Ionizing radiation is detrimental to our health, capable of damaging DNA and killing cells. Ultimately this can lead to cancer, with the same principle used in radiotherapy to kill cancer cells. That light can be marshalled to obliterate cells understandably prompts confusion: If x-rays can kill cancer cells, then could 5G be doing similar damage to us? This is an assertion propagated by vocal anti-5G activists, but it betrays an alarming ignorance of both cancer and how unbelievably vast the electromagnetic spectrum truly is. RFR is undoubtedly nonionizing, being thousands of times less energetic than even visible light.

To put it in context, the weakest visible light is more than 17,000 times more energetic than the highest-energy 5G photon possible. Were they consistent, anti-5G activists should be orders of magnitude more concerned about light bulbs than cellular phones. The fact that they aren’t is indicative of a gross misunderstanding.

The reality is that for RFR, there is no known plausible biophysical mechanism of action for harm, nor does the combined weight of epidemiological data support this conjecture. For all of Moskowitz’s insistence, his position is most certainly a fringe view, wholly at odds with the stance of the WHO and numerous other public health bodies worldwide. His assertion the technology “could” be dangerous and implied insistence that others prove it safe is a complete inversion of the scientific method; the onus is on those making an assertion to provide reputable evidence for it, not on others to prove it wrong. The burden of proof always lies with those making a claim, and it is rather telling that the individuals engaging in the most scaremongering cannot justify their contentions with strong evidence.

The furor of the 5G issue, of course, goes far beyond Scientific American’s Web site: protests on the topics have erupted the world over, underpinned by disinformation perpetuated across social media. In this respect, is it a microcosm of a much greater problem, where online disinformation has poisoned discourse in everything from medicine to politics. Conspiratorial thinking is endemic in such circles, and we readily fall victim to the phenomenon of illusory truth, rendering us much more likely to accept falsehoods when repeatedly exposed to them. And perhaps worst of all, every one of us is vulnerable to motivated reasoning, lured into curating only information that chimes with our prejudices and jettisoning that which does not. To quote Paul Simon, “All lies and jest, still the man hears what he wants to hear and disregards the rest.”

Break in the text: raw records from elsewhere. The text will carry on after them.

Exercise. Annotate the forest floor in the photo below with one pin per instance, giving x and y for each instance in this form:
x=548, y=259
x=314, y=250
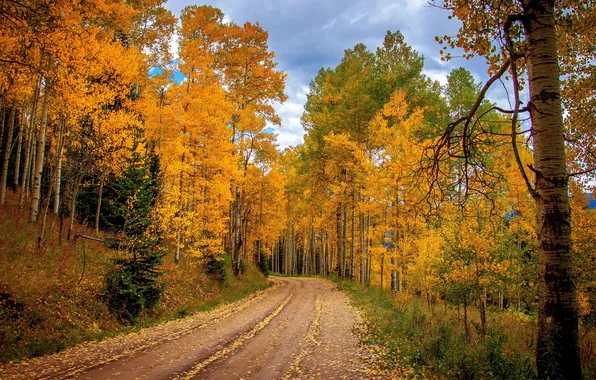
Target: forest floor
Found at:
x=298, y=328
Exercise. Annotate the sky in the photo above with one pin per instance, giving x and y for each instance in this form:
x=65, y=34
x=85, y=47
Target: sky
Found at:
x=307, y=35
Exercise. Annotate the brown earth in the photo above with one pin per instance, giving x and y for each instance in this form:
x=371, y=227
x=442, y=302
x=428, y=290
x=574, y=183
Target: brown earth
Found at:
x=298, y=328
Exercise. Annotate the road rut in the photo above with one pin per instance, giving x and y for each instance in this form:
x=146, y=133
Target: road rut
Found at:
x=300, y=328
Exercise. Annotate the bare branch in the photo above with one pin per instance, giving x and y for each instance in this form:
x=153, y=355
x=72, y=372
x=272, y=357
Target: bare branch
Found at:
x=512, y=60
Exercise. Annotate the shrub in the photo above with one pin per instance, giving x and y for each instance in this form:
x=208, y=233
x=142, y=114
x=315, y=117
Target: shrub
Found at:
x=133, y=285
x=215, y=267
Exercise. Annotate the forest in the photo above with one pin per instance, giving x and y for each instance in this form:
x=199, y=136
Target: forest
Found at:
x=140, y=184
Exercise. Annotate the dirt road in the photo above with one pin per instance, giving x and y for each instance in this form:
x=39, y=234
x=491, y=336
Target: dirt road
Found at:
x=298, y=328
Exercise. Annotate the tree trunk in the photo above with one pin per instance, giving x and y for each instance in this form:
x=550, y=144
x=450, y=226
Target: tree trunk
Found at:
x=17, y=167
x=39, y=156
x=466, y=319
x=59, y=167
x=7, y=150
x=352, y=241
x=73, y=204
x=382, y=269
x=557, y=353
x=98, y=209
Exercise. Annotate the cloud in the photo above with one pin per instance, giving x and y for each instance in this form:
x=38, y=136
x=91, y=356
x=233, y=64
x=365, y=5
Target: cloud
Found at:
x=307, y=35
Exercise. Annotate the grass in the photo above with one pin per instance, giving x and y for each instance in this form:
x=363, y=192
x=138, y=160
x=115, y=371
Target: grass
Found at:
x=407, y=344
x=51, y=297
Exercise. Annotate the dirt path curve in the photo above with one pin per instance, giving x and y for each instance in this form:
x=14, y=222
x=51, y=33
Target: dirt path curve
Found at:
x=300, y=328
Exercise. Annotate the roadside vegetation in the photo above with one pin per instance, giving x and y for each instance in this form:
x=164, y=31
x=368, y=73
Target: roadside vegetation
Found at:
x=408, y=342
x=54, y=297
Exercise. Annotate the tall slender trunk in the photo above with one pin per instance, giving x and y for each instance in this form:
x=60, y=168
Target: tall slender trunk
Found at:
x=382, y=269
x=29, y=146
x=344, y=234
x=73, y=203
x=58, y=177
x=353, y=237
x=98, y=209
x=557, y=353
x=7, y=150
x=17, y=167
x=27, y=166
x=39, y=156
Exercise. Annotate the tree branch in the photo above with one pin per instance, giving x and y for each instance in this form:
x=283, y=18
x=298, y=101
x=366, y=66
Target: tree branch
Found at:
x=516, y=110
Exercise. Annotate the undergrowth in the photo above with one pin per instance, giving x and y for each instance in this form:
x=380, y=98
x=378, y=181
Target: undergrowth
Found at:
x=402, y=336
x=407, y=343
x=52, y=297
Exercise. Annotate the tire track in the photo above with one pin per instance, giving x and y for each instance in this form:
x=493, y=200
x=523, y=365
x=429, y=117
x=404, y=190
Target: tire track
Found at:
x=113, y=349
x=237, y=343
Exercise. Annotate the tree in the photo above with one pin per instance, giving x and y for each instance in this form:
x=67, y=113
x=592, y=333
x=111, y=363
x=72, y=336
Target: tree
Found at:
x=517, y=35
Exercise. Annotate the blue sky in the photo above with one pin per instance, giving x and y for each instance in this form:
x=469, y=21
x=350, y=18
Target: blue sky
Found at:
x=309, y=34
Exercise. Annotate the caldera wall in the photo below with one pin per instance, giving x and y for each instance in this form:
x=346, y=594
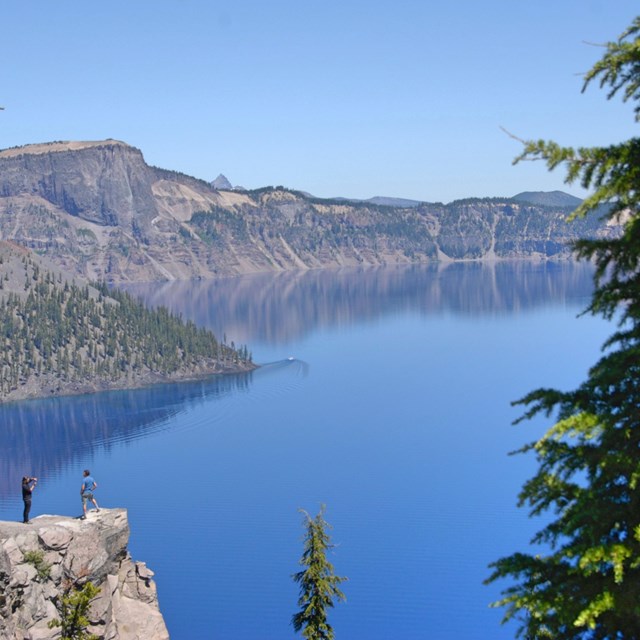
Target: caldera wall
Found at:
x=73, y=552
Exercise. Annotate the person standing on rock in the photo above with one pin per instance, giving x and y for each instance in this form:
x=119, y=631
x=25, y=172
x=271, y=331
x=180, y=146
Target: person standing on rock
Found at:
x=89, y=485
x=28, y=485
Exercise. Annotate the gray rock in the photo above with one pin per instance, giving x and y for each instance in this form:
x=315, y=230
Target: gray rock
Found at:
x=76, y=551
x=221, y=183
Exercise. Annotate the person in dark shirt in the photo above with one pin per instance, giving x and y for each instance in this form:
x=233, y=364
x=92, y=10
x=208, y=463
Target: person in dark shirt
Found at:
x=28, y=485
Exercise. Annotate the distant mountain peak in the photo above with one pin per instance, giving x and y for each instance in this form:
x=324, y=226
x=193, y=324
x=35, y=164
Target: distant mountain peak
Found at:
x=221, y=183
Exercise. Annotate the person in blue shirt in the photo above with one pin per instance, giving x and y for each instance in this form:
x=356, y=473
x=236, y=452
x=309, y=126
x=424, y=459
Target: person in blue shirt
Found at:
x=89, y=485
x=28, y=485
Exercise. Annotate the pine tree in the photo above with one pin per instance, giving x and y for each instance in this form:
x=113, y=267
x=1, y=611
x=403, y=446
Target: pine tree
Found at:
x=585, y=582
x=74, y=607
x=319, y=585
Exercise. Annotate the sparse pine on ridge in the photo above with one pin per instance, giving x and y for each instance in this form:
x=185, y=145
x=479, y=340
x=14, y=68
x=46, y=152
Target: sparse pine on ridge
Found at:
x=62, y=337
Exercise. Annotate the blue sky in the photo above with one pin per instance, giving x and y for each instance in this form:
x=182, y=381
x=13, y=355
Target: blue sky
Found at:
x=338, y=98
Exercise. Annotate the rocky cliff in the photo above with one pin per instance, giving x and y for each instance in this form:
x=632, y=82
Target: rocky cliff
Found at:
x=40, y=561
x=98, y=210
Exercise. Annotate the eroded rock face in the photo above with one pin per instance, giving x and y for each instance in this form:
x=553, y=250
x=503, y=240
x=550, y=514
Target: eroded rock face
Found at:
x=73, y=552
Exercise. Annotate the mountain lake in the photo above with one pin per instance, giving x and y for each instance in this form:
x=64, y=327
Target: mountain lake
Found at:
x=383, y=393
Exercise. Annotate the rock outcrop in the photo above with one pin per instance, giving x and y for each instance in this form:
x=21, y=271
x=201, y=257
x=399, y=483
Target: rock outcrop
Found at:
x=98, y=210
x=42, y=560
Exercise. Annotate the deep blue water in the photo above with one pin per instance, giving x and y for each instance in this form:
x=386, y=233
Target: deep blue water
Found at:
x=395, y=413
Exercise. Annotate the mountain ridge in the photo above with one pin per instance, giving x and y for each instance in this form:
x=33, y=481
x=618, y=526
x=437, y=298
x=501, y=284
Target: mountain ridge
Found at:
x=97, y=209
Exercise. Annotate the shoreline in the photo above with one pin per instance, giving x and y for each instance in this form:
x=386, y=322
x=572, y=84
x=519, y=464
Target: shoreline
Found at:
x=45, y=387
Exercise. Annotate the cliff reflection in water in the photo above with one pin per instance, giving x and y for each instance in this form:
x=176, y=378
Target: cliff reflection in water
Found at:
x=277, y=308
x=42, y=436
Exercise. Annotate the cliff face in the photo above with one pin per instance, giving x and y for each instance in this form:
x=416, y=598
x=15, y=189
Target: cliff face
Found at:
x=98, y=210
x=75, y=551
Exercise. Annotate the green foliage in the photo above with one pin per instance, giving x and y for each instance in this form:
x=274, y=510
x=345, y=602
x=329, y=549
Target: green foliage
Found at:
x=585, y=582
x=36, y=558
x=81, y=334
x=318, y=583
x=73, y=608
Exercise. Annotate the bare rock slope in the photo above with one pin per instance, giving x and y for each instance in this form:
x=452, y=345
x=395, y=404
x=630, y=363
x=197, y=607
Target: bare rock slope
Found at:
x=72, y=552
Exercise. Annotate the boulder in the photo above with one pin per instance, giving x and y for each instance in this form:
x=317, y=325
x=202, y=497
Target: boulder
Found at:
x=43, y=560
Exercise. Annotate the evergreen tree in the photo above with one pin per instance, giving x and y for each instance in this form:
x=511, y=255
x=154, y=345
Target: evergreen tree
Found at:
x=585, y=581
x=319, y=585
x=74, y=607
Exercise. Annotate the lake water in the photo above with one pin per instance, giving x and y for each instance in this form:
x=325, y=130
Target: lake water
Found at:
x=394, y=412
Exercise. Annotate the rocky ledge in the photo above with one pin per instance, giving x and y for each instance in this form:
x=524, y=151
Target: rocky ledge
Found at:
x=41, y=561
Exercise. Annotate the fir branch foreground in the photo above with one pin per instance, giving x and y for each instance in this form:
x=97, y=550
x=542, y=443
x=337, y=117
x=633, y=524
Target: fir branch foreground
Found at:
x=584, y=583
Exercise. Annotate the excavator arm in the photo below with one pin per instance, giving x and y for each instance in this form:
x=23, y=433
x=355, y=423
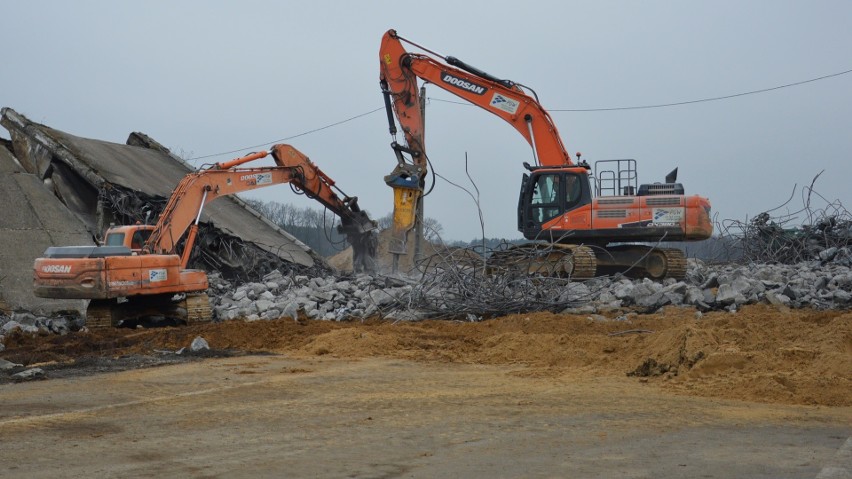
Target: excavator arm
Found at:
x=183, y=211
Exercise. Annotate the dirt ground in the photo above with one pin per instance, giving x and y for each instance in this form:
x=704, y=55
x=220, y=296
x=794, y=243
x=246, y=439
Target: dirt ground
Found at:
x=762, y=393
x=759, y=354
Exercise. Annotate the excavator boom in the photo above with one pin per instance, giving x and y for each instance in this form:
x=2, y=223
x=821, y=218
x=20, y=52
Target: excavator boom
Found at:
x=561, y=201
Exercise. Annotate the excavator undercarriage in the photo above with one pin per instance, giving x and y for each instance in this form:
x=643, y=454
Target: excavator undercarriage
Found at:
x=162, y=309
x=580, y=262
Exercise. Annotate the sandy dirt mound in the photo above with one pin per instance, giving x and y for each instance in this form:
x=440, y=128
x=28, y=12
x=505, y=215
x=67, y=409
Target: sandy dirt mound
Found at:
x=759, y=354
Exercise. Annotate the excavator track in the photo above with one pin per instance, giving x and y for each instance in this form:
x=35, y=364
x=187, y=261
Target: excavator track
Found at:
x=641, y=261
x=197, y=308
x=675, y=263
x=567, y=261
x=99, y=314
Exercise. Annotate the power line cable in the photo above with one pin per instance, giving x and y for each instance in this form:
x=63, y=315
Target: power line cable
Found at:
x=641, y=107
x=665, y=105
x=287, y=138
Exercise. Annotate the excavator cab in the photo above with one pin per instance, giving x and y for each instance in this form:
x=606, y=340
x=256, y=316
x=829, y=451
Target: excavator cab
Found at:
x=548, y=193
x=133, y=236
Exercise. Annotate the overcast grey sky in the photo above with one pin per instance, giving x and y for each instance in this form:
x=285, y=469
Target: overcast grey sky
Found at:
x=205, y=77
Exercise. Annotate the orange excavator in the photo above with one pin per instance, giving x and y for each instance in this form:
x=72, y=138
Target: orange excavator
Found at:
x=590, y=222
x=138, y=271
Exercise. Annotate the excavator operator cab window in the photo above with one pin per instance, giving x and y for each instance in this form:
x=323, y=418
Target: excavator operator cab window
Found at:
x=554, y=194
x=545, y=197
x=139, y=239
x=114, y=239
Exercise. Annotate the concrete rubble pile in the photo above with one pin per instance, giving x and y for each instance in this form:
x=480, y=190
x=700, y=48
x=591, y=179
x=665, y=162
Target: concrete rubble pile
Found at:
x=823, y=284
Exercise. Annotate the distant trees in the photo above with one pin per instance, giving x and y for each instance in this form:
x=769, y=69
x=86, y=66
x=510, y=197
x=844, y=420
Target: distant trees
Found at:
x=316, y=228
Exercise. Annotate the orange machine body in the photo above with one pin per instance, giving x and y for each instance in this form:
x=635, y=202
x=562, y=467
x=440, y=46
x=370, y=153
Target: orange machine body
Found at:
x=144, y=260
x=591, y=213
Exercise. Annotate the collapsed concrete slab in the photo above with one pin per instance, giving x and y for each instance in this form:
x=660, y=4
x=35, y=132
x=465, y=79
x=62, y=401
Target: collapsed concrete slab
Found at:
x=98, y=183
x=31, y=219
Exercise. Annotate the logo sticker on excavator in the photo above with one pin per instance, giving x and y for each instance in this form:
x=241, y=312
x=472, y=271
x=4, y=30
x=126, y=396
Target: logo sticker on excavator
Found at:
x=257, y=178
x=56, y=268
x=157, y=275
x=463, y=84
x=504, y=103
x=667, y=217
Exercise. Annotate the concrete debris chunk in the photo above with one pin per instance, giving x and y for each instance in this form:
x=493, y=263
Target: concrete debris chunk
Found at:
x=8, y=365
x=199, y=344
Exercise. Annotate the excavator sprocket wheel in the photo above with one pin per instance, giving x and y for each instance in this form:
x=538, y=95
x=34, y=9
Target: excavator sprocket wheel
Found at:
x=99, y=315
x=584, y=263
x=198, y=309
x=666, y=263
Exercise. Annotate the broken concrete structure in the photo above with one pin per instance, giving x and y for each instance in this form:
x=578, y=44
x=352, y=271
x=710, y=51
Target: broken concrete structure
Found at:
x=70, y=189
x=31, y=219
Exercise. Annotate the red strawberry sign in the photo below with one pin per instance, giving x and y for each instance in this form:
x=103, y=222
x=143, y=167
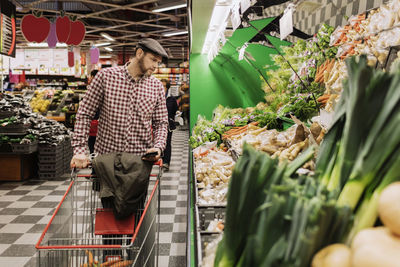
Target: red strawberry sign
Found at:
x=71, y=62
x=63, y=28
x=35, y=28
x=77, y=33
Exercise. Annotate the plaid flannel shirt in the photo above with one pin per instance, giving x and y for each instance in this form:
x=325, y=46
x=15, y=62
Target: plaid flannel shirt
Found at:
x=133, y=114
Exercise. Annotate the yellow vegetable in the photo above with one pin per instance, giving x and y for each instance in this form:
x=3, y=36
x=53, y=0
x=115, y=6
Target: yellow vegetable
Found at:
x=389, y=207
x=375, y=247
x=333, y=256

As the current debate illustrates, even scientists are certainly not immune to this very human temptation. But we most certainly have a responsibility to report the evidence as best as is possible and a duty to public health not to needlessly induce fear. In this new era of disinformation, scientists and physicians must be at the vanguard of the fight against falsehoods, no matter where they derive from. Scaremongering narratives may hold more allure than less sensational scientific findings, but they are not harmless. One need only look to the alarming renaissance of once-conquered diseases, driven by anti-vaccine disinformation online—the human cost when superstition and mendacity outpace science.

In this age where myths perpetuate rapidly, it is increasingly difficult to differentiate fact from fiction, but it’s crucial we hone our critical thinking and scientific scepticism rather than succumb to groundless falsehoods. Our collective well-being depends on it.